『ハーブの奇跡と、一番の特等席』
『ハーブの奇跡と、一番の特等席』
### 1. 魔法の朝
翌朝、サチコさんの「あらっ!」という驚き混じりの声で、僕は目を覚ました。
サチコさんがキッチンの窓を開けて、庭を指差している。
「どうしたの、これ……。昨日まで元気がなかったローズマリーが、こんなに青々と……」
僕は庭の隅をチラリと見た。昨夜、ミミズクからもらった松ぼっくりを埋めた場所だ。そこを中心に、庭の草木がまるで深呼吸をしたみたいに、生き生きと葉を広げている。
チビが寝ぼけ眼でやってきて、僕の耳元で囁いた。
「先輩、あれ、本当に魔法だったんだね」
隣の庭では、ルークがシュッとした姿勢で、生垣越しにこちらの植物を観察している。
「植物の成長速度が通常の400%を超えている。……コタロウ、君の家の庭は、今やこの街で一番のパワースポットになったようだね」
### 2. サチコさんの決意
その日、サチコさんは仕事に出かける直前、いつもより長く僕を抱きしめた。
「なんだか、今日はすごく頑張れそうな気がするわ。コタロウ、ありがとうね」
サチコさんの声には、ここ数日の疲れが嘘のように、明るい響きがあった。
彼女が家を出た後、僕たちはいつもの警備体制に入ったけれど、今日は「侵入者」の様子も少し違っていた。
いつもは僕と喧嘩ばかりしている三毛猫のミケが、庭の塀の上で、穏やかな顔をして昼寝をしている。

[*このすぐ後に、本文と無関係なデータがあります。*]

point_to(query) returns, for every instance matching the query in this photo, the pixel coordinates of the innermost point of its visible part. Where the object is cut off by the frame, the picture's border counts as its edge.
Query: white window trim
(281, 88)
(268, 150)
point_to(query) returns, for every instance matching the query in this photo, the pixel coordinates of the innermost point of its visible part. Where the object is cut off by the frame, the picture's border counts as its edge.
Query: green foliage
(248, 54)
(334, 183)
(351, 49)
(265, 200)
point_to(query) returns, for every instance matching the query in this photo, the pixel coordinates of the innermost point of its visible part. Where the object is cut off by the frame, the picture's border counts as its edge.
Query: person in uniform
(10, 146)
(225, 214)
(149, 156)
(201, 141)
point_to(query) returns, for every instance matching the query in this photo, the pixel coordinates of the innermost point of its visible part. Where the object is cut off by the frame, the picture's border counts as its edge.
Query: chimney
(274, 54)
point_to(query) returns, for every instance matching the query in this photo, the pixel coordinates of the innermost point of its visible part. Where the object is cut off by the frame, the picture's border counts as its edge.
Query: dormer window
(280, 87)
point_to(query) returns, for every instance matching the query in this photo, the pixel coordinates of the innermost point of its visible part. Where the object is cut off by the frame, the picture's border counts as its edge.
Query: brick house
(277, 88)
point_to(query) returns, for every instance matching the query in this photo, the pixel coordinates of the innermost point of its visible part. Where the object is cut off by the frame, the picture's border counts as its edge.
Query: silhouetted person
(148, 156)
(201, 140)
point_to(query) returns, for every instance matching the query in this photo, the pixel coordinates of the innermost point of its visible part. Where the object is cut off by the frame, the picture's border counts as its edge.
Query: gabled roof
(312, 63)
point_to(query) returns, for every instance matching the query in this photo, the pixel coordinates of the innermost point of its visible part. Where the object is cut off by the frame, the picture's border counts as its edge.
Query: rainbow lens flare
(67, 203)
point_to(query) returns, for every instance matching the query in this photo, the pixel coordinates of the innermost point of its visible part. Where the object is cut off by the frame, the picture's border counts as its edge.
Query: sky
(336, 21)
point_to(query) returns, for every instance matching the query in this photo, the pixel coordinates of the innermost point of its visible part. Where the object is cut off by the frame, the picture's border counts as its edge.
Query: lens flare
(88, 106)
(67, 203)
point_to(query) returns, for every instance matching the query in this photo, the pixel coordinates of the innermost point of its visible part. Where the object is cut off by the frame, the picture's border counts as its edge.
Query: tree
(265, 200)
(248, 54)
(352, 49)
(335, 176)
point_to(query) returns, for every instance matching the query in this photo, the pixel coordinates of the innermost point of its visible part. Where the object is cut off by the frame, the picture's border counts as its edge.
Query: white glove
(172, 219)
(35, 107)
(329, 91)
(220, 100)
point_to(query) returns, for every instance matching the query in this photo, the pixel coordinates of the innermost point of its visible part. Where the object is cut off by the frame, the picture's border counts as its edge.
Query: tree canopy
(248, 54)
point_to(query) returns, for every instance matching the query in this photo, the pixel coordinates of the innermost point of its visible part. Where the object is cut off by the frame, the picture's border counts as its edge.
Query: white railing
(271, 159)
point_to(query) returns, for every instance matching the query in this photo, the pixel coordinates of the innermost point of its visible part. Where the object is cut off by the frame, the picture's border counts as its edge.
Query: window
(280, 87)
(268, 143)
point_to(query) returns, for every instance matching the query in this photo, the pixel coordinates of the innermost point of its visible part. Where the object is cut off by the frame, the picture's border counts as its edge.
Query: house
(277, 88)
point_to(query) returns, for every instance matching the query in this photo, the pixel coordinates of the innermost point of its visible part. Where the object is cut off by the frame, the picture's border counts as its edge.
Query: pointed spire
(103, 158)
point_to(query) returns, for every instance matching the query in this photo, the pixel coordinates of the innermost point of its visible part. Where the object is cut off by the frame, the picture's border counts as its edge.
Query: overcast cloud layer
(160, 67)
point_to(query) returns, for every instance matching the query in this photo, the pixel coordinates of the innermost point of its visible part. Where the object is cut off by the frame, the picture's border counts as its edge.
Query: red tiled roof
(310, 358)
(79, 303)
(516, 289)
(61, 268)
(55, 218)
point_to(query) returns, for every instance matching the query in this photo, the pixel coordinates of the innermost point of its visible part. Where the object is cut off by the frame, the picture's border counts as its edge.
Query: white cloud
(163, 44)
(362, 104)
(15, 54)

カラスたちも騒がず、ただ静かに枝に止まって、光り輝く庭を眺めていた。
「おいおい、みんな休業中か?」
僕が呆れていると、ルークがフェンスの隙間から鼻を出し、真剣な顔で言った。
「コタロウ。平和というのは、戦って守るものだけじゃない。『そこにいるだけで皆が穏やかになる』……そういう守り方もあるんだと、今、僕のデータベースが更新されたよ」
### 3. 午後のティータイム
昼下がり、珍しくサチコさんが早く帰ってきた。
「今日は仕事が早く片付いたから、お庭でお茶にしましょうか」
サチコさんは小さなテーブルを庭に出し、僕とチビにも、とっておきのおやつ(ルークの分も!)を用意してくれた。

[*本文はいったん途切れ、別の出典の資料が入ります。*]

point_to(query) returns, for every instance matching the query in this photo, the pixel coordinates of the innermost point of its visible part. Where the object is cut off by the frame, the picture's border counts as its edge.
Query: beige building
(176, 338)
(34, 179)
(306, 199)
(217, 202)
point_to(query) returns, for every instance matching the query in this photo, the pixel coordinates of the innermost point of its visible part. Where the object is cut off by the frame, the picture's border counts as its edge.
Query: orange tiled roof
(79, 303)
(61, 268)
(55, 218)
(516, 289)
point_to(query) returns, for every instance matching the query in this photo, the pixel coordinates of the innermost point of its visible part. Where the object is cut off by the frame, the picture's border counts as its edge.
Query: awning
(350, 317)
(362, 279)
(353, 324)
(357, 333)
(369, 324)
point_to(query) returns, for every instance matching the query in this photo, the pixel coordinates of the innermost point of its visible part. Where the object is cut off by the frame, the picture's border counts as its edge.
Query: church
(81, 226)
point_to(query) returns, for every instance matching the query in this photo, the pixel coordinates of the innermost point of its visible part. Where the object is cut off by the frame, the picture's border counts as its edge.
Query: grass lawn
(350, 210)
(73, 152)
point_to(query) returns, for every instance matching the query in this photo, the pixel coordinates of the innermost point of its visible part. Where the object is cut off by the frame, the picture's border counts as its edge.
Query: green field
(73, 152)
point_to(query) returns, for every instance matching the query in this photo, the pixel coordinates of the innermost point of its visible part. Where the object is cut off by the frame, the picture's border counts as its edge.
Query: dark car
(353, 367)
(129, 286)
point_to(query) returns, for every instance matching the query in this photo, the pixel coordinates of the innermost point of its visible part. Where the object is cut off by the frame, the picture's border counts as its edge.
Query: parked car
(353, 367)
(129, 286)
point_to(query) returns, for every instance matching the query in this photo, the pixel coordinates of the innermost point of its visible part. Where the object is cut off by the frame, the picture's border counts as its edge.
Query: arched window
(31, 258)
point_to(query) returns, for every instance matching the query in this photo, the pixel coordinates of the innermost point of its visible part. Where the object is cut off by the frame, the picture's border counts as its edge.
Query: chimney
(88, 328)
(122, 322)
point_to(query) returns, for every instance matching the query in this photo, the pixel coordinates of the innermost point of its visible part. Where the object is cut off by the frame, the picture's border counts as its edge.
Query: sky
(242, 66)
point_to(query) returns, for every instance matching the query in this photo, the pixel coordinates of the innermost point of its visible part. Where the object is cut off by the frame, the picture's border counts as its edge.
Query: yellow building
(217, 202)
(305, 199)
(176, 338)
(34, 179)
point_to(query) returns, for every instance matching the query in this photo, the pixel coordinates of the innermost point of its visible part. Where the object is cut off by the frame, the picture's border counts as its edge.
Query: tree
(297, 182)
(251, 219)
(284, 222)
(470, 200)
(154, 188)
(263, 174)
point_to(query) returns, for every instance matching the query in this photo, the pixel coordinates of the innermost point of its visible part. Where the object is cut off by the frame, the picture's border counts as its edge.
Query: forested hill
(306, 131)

サチコさんがハーブティーを一口飲み、ふうっと深く息を吐く。
「幸せだなぁ……」
その呟きを聞いた瞬間、僕の胸の中に、温かいお湯が満ちていくような感覚があった。
泥まみれで鍵を探したり、迷子を守ったりするのもいいけれど、こうしてサチコさんが「ただ、そこにいる幸せ」を感じてくれること。それが僕たちにとっての、本当の「任務完了」なんだ。
### 4. 終わらない陽だまり
夕暮れ時、三匹は庭の真ん中で、黄金色の光に包まれていた。
ミミズクがくれた松ぼっくりは、土の中で静かに眠り、この家の根っこを温め続けている。
「先輩、次はどんな楽しいことが起きるかな?」
チビが僕の尻尾にじゃれつきながら聞く。
「さあな。でも、どんなことが起きても、僕たち三匹がいれば大丈夫だ」
ルークが優雅に頷き、僕は大きく一つ、満足のあくびをした。
僕たちの名前は、陽だまりの警備保障。
この小さな庭と、大好きなサチコさんの笑顔を守る、世界で一番幸せな守護者たち。
今日という日が終わり、また明日という新しい「日常」がやってくる。
僕たちはこれからも、鼻を鳴らし、尻尾を振り、この愛おしい世界を愛し続けるんだ。